Risolta la crisi di governo, il Re confidò a Solaro del Borgo: «Ho molto pensato ma anche il mio grande avo Vittorio Emanuele II avrebbe fatto così. Io ho rifiutato due volte di sancire quell'atto imbecille e criminoso dello stato d'assedio, steso solo per salvare appena dieci poltrone governative». E all'on. Schanzer: «Ho inghiottito tutto, capisce Schanzer, in quello sciaguratissimo tempo [Nitti-Facta], sempre per non venire alla sciabola.
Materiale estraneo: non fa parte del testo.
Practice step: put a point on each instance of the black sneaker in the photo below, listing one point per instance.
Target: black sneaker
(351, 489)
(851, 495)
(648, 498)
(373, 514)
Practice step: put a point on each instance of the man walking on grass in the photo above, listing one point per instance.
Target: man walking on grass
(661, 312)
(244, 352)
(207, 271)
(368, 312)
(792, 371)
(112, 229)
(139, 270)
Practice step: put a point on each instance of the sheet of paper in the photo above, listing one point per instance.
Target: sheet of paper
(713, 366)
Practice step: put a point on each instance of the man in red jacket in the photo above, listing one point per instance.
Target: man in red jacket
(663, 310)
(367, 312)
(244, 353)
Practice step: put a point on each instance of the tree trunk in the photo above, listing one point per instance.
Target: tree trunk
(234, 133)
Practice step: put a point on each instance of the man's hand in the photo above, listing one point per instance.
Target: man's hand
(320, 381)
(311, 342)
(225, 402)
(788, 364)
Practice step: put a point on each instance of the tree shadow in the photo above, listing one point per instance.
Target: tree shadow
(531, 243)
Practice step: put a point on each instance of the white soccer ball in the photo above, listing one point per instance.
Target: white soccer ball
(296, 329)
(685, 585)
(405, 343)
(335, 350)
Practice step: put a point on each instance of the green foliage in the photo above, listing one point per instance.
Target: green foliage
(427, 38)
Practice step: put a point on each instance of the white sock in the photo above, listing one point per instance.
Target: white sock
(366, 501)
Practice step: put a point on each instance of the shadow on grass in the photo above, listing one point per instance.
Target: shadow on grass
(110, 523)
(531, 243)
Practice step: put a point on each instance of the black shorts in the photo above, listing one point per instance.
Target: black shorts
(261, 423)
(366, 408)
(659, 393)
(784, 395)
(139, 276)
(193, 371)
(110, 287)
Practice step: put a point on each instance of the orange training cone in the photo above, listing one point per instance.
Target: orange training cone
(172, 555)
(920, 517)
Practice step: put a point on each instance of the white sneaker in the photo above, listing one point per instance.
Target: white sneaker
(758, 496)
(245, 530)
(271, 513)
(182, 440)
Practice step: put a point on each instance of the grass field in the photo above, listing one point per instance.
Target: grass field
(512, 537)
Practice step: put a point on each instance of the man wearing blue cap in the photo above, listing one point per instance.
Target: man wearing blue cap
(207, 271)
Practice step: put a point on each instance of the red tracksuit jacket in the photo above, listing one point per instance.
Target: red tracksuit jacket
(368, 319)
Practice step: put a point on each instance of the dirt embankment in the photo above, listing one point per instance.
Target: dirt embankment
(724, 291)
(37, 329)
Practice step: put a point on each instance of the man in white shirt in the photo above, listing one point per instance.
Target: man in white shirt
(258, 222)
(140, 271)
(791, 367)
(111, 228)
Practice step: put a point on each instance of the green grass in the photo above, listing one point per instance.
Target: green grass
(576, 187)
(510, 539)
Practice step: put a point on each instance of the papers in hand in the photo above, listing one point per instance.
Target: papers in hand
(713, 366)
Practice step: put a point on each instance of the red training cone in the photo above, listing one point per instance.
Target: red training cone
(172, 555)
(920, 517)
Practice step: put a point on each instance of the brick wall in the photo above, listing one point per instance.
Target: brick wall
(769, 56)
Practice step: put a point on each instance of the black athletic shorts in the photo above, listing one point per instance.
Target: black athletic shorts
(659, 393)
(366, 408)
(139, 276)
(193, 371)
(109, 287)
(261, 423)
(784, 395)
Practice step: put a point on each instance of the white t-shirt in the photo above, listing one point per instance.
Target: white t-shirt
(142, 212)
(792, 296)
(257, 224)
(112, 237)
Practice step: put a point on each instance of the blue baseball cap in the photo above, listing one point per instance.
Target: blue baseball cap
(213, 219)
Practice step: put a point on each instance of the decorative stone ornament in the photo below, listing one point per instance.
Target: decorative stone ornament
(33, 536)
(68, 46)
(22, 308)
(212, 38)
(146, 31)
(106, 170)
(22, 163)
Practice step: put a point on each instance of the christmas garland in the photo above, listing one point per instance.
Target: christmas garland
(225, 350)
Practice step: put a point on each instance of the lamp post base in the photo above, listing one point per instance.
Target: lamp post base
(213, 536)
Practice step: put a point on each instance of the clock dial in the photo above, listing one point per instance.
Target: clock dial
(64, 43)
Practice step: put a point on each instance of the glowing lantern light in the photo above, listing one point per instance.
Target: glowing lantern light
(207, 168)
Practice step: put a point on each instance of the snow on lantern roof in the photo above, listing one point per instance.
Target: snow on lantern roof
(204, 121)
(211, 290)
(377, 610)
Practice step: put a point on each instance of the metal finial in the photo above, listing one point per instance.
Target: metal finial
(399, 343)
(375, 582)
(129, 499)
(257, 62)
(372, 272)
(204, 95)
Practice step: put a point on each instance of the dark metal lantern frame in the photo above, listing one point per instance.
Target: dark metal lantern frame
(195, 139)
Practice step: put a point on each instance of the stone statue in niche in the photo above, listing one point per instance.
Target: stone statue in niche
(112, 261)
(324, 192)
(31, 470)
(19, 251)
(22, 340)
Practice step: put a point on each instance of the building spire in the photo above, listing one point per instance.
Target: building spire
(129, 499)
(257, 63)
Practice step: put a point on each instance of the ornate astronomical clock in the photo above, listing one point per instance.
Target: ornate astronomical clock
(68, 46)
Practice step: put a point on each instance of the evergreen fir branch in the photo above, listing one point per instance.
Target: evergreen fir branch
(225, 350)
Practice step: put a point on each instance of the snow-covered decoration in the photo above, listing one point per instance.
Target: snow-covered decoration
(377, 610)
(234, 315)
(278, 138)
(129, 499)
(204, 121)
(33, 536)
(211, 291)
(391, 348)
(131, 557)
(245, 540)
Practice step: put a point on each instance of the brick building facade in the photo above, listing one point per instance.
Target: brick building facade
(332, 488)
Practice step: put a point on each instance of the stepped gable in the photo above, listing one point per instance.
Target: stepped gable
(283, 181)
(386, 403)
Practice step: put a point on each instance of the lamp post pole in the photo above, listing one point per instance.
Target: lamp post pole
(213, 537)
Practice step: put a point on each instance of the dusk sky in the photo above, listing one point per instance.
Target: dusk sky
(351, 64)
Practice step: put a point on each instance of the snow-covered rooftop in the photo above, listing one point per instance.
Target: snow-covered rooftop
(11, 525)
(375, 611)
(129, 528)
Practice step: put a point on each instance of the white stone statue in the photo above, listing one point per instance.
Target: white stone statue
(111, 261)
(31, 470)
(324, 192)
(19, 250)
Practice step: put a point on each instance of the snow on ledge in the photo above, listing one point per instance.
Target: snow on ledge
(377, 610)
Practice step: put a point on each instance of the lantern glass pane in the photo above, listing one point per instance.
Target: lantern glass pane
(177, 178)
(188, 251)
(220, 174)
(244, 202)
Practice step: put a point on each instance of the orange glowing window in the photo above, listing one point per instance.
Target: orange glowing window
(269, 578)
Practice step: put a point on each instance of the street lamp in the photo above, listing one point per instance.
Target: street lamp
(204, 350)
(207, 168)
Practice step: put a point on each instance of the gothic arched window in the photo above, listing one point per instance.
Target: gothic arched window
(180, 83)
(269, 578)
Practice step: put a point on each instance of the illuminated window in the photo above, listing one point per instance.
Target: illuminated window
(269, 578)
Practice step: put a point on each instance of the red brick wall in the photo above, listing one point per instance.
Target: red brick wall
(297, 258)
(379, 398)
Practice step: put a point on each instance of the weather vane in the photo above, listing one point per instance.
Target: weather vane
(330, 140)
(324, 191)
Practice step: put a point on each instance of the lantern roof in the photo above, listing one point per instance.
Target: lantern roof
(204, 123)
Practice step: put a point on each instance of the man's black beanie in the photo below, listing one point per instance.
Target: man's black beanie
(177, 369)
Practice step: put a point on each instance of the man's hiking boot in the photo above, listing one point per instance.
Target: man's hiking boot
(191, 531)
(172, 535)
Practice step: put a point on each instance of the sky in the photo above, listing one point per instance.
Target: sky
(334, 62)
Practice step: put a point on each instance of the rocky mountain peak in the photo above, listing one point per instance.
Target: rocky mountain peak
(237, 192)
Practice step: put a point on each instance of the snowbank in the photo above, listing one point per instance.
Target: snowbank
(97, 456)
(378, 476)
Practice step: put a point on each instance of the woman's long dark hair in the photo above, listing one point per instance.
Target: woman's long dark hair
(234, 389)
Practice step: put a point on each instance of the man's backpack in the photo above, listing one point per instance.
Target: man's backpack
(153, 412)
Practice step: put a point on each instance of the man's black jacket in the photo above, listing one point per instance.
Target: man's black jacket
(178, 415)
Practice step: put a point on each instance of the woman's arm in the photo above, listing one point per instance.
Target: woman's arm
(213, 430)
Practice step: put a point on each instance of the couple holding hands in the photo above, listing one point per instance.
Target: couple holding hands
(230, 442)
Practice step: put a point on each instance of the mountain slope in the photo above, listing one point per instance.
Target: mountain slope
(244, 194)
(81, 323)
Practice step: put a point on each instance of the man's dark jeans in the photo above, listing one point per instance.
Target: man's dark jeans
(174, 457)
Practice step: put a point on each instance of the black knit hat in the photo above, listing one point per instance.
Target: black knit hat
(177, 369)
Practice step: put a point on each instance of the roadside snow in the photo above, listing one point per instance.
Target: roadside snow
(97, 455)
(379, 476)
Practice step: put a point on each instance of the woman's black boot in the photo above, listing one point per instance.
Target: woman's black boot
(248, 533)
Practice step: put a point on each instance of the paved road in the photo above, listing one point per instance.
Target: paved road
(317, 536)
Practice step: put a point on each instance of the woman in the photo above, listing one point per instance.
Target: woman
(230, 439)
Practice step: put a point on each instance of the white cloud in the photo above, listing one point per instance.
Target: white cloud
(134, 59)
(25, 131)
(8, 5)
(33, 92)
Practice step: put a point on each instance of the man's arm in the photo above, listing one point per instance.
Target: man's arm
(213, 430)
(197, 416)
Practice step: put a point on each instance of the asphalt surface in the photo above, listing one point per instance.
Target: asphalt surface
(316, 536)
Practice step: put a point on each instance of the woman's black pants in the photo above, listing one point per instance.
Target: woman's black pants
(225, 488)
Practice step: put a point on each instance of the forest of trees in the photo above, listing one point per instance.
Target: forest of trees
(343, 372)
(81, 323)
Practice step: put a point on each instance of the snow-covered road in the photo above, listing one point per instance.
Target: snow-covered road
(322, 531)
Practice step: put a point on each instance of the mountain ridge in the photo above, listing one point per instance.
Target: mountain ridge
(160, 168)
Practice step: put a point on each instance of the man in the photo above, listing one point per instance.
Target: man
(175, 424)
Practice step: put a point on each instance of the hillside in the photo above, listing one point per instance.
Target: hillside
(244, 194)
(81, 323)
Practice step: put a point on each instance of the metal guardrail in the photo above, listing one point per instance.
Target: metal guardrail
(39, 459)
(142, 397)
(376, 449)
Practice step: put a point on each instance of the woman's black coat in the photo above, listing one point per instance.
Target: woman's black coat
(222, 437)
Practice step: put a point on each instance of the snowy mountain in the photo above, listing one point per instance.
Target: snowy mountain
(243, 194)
Io per primo non ci credo: i generali sono un salto nel buio». In epoca recente ha scritto, Carlo Ghisalberti: «Né la Corona, né l'Esercito legato alla dinastia potevano offrire alla sovversione fascista quella resistenza che sostanzialmente il Governo, il Parlamento e la classe dirigente non erano stati capaci di esprimere». Mussolini si dimostra monarchico fraudolento, già dal discorso di Udine del 20 settembre 1922. Il Re convivrà con il fascismo per evitare che questo si impadronisca completamente dello Stato; condurrà da solo una silenziosa e ininterrotta battaglia affrontando il delitto Matteotti, l'Aventino, le leggi razziali e la loro abolizione.


Il 15 maggio 1943, secondo il Cognasso, il Re consegnò a Mussolini un appunto scritto nel quale lo esortava a sganciare "le sorti dell'Italia dalla Germania".